Investors bilked in Ponzi scheme fear losing claims to legal fees
Dec. 3, 2003
ReligionNewsBlog.com • Thursday December 4, 2003
LOS ANGELES – A group of investors bilked out of millions of dollars in a Ponzi scheme run by former Internet executive Reed Slatkin are now fighting to keep lawyers and accountants sorting through the investment manager’s bankrupt estate from soaking up millions in fees.
The investors are hoping to recoup some of their losses from Slatkin’s estate, but many are concerned the attorneys and accountants hired to handle the recovery of assets could end up running away with the bulk of the money in fees and expenses.
Eighty of the 800 or so investors who lost money in the scam signed a letter sent to the Office of the U.S. Trustee on Wednesday, asking that the federal agency review the attorneys’ and accountants’ charges.
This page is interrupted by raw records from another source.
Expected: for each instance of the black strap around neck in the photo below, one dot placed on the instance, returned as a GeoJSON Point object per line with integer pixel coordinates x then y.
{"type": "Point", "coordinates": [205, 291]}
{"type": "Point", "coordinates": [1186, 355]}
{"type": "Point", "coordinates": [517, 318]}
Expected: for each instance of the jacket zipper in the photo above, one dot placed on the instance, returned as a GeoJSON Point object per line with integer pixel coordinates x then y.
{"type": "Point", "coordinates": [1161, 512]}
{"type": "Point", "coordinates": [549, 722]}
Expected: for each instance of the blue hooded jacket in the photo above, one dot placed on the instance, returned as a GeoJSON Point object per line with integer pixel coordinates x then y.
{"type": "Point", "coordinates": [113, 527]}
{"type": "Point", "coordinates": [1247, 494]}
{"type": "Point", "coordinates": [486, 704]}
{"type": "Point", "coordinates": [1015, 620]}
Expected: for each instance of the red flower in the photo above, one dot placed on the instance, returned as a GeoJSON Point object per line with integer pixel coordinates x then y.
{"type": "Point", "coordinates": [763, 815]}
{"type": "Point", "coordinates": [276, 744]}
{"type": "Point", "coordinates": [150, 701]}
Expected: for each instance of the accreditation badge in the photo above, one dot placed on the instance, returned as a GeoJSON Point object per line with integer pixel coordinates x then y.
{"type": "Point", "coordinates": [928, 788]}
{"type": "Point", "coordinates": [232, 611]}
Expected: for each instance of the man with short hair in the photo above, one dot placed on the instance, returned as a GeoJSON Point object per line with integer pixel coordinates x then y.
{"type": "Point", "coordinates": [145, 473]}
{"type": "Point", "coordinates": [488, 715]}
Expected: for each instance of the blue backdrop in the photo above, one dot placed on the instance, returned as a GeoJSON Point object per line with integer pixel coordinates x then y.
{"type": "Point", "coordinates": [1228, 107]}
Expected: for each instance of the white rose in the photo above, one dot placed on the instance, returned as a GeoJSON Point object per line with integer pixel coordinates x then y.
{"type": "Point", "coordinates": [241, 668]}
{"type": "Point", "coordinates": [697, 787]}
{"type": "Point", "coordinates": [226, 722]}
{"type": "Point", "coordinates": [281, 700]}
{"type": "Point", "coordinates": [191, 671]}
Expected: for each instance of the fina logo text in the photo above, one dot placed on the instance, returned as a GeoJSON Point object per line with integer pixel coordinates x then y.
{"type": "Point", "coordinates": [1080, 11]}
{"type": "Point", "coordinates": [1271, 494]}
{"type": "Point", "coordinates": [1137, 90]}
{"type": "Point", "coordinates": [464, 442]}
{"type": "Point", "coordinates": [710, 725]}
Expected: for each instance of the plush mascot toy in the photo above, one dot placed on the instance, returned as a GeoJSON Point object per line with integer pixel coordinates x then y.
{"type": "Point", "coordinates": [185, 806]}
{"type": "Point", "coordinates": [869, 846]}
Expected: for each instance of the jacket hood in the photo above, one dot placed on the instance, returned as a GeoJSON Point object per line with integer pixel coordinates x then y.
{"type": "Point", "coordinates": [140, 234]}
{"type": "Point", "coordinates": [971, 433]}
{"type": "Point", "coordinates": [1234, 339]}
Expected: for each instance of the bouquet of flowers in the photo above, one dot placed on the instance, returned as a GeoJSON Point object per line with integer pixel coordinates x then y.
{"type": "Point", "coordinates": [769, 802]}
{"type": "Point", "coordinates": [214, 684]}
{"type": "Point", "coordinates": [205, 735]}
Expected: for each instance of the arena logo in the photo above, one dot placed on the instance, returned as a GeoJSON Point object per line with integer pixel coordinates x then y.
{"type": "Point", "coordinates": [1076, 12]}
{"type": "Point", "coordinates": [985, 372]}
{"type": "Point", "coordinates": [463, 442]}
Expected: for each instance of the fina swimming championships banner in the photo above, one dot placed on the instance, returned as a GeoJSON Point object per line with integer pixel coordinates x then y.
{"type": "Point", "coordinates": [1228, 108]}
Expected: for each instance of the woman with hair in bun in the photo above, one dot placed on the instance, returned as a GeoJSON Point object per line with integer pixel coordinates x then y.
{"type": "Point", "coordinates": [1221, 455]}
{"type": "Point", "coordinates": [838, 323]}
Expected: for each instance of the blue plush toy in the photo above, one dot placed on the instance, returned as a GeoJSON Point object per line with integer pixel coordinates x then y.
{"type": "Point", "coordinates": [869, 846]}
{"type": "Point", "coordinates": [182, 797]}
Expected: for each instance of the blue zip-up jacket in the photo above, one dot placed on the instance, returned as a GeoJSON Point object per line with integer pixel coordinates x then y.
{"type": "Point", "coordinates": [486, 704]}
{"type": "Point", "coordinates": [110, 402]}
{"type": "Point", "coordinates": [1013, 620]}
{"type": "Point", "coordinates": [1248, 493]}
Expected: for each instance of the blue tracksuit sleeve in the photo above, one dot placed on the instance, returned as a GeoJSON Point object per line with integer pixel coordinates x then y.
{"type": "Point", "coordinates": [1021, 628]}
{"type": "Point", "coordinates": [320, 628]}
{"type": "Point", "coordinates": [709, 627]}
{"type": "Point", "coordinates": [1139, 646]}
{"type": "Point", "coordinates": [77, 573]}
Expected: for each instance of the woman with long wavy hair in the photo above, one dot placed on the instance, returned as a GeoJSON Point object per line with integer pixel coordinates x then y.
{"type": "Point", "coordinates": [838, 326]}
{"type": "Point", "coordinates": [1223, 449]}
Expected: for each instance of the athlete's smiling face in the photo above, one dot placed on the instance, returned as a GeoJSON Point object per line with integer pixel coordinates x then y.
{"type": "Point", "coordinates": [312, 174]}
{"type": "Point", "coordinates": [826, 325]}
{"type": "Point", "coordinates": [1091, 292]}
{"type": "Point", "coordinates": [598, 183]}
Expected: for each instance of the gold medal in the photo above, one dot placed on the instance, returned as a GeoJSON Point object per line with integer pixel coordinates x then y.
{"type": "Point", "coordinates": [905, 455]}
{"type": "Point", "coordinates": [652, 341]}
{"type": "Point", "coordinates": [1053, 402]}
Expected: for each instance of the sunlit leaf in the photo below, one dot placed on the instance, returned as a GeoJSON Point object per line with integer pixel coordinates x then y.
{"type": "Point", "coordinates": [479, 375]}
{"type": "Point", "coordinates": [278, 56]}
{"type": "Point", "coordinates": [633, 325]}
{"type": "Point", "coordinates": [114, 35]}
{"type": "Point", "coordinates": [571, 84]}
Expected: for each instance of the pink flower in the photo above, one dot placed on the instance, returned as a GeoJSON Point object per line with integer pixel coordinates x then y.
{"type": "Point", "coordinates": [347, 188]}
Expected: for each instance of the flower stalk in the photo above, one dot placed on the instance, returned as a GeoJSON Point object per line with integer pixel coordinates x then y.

The fees and costs racked up so far exceed $19 million, compared with the $12 million that has been recovered to date and split equally among the hundreds of investors, according to a copy of the letter obtained by The Associated Press.
“Many of us are middle income people, who lost substantial sums to Slatkin. We cannot afford to pay lawyers to protest the excessive legal fees, which were supposedly being spent on our behalf,” the letter states. “We are petitioning you to step in and take action to stop the runaway fees in this case.”
U.S. Bankruptcy Court Judge Robin Riblet has scheduled a hearing Monday to consider a motion by the firms for final approval of their fees and costs.
“If it goes along on the same kind of basis, where $19 million is paid to collect $12 million, we’re going to lose and the attorneys are going to win,” said Charles Ohl, an insurance executive in Valencia, Calif., who lost $104,000 from an IRA account in the scheme. “We’re being victimized a second time, which is part of the frustration.”
The 80 investors had $34 million in loses combined, said Ohl, who penned the letter on behalf of himself and the other investors.
The U.S. Trustee has jurisdiction over bankruptcy cases filed in the Central District of California.
“We’re looking to them to even come in and review these (bills) as well as the court,” he said.
No one answered a phone after hours at the Office of the U.S. Trustee Wednesday.
Slatkin, a co-founder of Earthlink, was sentenced Sept. 2 to 14 years in federal prison for running the nearly $600 million scam. He has been ordered to pay $240 million in restitution to the investors, the amount for which he admitted personal responsibility.
The investment scam did not involve EarthLink.
Slatkin portrayed himself as a successful financial adviser who provided investors with statements that showed hefty returns. But Slatkin would actually pay some investors returns that were largely made up of funds raised from other investors, prosecutors said.